Теперь об опере. Все действие чеховской пьесы у Туминаса сопровождает музыка — мучительно-сумрачная или взвинченно-гротескная — Фаустаса Латенаса. Она звучит то фоном, то раздражающим аккомпанементом, создавая ощущение механического оперного театра, в который за столетие эксплуатации превратился чеховский текст. Этот ключ многое объясняет: благодаря музыке и откровенной, «итальянской» игре а-парт, прямо на зал, мы слышим чеховский текст не как привычную ажурную вязь «подтекстов и настроений», но как идеальную «оперу» — систему виртуозно отлаженных арий и дуэтов, хоров и увертюр.

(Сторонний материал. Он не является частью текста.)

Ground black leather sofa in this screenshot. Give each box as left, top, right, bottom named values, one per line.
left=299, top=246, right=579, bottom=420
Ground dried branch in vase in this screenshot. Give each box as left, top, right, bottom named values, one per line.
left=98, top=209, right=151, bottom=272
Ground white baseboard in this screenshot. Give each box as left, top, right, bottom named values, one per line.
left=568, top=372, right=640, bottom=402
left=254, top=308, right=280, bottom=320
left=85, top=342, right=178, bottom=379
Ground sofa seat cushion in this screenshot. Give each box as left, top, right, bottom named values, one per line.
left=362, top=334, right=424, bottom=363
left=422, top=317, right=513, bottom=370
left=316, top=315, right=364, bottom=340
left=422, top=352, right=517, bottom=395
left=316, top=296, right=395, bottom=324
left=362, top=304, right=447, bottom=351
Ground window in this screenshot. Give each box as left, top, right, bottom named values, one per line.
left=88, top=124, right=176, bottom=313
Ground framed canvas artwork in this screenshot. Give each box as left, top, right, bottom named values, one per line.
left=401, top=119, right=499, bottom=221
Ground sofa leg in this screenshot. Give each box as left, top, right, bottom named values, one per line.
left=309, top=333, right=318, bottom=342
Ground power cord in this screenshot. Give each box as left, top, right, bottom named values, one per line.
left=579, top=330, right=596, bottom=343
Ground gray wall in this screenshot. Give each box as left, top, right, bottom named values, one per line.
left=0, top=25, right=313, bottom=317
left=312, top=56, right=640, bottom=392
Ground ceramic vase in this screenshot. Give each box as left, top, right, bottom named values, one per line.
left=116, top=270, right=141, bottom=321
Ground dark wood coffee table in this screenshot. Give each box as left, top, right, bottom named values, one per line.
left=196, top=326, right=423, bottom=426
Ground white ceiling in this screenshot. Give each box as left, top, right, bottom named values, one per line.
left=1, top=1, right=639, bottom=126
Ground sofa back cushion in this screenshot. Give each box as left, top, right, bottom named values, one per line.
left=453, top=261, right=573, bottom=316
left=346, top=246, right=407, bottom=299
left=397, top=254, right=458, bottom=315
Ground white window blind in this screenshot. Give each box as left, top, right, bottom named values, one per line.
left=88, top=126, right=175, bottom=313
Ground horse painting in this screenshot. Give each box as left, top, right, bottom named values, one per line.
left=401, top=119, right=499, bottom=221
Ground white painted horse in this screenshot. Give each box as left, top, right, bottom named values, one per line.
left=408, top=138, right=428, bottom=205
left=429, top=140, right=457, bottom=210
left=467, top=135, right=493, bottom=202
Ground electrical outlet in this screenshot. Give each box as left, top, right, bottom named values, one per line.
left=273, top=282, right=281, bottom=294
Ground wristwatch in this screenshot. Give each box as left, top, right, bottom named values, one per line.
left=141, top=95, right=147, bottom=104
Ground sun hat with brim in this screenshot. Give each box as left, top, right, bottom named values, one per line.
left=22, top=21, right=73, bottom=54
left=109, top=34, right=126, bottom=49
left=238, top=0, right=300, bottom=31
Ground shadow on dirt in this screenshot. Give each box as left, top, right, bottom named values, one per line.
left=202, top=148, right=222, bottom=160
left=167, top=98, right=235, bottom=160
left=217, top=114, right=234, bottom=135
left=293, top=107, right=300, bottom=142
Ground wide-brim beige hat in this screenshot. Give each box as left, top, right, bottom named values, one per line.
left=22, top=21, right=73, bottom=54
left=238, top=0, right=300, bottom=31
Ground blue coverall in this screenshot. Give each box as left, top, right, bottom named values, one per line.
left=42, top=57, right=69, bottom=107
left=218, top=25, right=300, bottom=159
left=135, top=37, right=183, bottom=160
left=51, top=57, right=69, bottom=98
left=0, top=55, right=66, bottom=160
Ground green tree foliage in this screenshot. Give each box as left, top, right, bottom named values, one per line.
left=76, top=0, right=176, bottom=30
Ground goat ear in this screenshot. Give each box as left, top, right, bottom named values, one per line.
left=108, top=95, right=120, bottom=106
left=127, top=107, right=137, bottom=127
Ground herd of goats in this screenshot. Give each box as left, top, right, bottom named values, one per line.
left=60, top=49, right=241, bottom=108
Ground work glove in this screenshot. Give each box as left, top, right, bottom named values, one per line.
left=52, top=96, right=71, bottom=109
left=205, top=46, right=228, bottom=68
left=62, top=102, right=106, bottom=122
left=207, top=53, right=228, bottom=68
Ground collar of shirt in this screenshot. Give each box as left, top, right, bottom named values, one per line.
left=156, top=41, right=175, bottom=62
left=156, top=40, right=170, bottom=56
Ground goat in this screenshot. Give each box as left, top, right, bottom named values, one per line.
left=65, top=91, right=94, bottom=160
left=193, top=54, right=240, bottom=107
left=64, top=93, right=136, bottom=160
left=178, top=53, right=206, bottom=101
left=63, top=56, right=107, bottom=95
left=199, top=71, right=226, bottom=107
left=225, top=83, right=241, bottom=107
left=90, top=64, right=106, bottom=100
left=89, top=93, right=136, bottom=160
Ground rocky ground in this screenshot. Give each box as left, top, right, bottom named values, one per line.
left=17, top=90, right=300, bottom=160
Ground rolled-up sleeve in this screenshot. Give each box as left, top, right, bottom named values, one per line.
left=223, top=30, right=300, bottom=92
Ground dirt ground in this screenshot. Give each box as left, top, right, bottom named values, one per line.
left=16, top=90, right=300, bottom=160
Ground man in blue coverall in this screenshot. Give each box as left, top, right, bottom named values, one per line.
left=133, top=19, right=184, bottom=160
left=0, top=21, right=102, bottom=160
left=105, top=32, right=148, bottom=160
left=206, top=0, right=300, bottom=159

Они в вихре несутся один за другим, заново поражая нас структурным напором чеховского мастерства. А по ту сторону этой превосходной фарсовой оперы тянется иная жизнь — нескончаемый плач дяди Вани. Слезы душат его всегда — и когда он смеется горестно и безнадежно, и когда по-детски радуется или так же по-детски смущенно прячется от вида бурных объятий Астрова и Елены Андреевны.
Когда же наступает его последний час, Соня рисует на его безнадежно заплаканном лице веселую улыбку безнадежного страдания, с которой он и исчезает в тумане.
Ваня — лучший из всех. Он смешон только потому, что мир так отчаянно плох, так безнадежно несовершенен. Мертвая гротескная опера современной жизни и живой человек не могут существовать вместе. Кто-то должен исчезнуть… Но оставить по себе памятник... памятник льву.